Rebus y Maclay continuaron bebiendo en silencio, no querían que los confundieran con promotores.

Cuando salieron del entoldado ya había oscurecido lo bastante para apreciar los efectos de la luminotecnia. Había, además, fuegos artificiales, lo que a Rebus le recordó que estaban en plena temporada turística y pronto tendrían la tradicional parada militar, con ocasión de la cual los fuegos artificiales se oirían desde Marchmont aunque cerraras las ventanas. Un equipo de filmación, acechado por los fotógrafos, agrandaba a su vez la inminente salida a escena del grupo telonero más famoso. Maclay observaba aquel cortejo.
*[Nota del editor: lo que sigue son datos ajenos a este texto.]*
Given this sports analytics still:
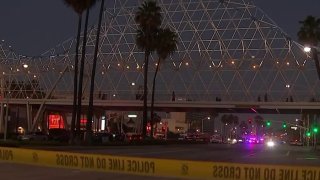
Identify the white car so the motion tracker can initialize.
[18,132,48,141]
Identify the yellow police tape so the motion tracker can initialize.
[0,147,320,180]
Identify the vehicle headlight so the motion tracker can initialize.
[267,141,275,147]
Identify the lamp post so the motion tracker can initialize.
[201,116,210,133]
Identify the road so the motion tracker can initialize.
[40,144,320,166]
[0,144,320,180]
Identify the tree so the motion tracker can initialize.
[64,0,86,143]
[135,0,162,136]
[298,16,320,80]
[254,115,265,135]
[76,0,97,143]
[151,28,178,135]
[64,0,96,143]
[86,0,104,143]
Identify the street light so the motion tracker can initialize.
[303,46,311,53]
[201,116,210,133]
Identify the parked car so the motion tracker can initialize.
[93,132,116,143]
[18,132,48,141]
[210,135,222,144]
[290,140,303,146]
[125,133,143,142]
[49,128,70,142]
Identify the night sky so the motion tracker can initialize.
[0,0,320,56]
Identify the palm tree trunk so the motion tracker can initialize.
[86,0,104,144]
[150,58,160,137]
[312,48,320,80]
[77,8,90,140]
[142,50,150,137]
[70,14,82,144]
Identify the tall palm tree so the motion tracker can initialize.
[86,0,104,143]
[76,0,97,141]
[63,0,94,143]
[239,121,248,135]
[135,0,162,136]
[254,115,265,135]
[298,16,320,80]
[151,28,178,137]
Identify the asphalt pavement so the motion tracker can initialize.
[0,144,320,180]
[39,143,320,166]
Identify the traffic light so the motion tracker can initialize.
[282,122,287,128]
[313,127,318,133]
[267,121,271,127]
[307,132,311,137]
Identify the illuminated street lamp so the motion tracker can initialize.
[303,46,311,53]
[201,116,210,133]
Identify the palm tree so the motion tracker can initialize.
[76,0,97,142]
[151,28,178,137]
[254,115,265,136]
[64,0,95,143]
[135,0,162,136]
[86,0,104,143]
[298,16,320,80]
[239,121,248,135]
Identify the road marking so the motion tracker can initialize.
[296,157,319,160]
[128,149,191,155]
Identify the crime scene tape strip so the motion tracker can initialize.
[0,147,320,180]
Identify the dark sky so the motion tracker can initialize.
[0,0,320,56]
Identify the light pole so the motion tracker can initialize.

– Te sorprenderá que no te acosen a ti -comentó irónico a Rebus.

– Vete a la mierda -replicó éste, dirigiéndose hacia el lateral del escenario.

Los pases tenían un código de colores y el suyo, amarillo, le permitía llegar a los bastidores, donde se quedó a ver la actuación. El sonido era muy deficiente, pero tenía unos monitores cerca y fijó en ellos su atención. El público se divertía y se agitaba por oleadas cual un mar de cabezas incorpóreas. Su pensamiento voló a la isla de Wight, uno de los festivales que se había perdido, algo que ya nunca se repetiría.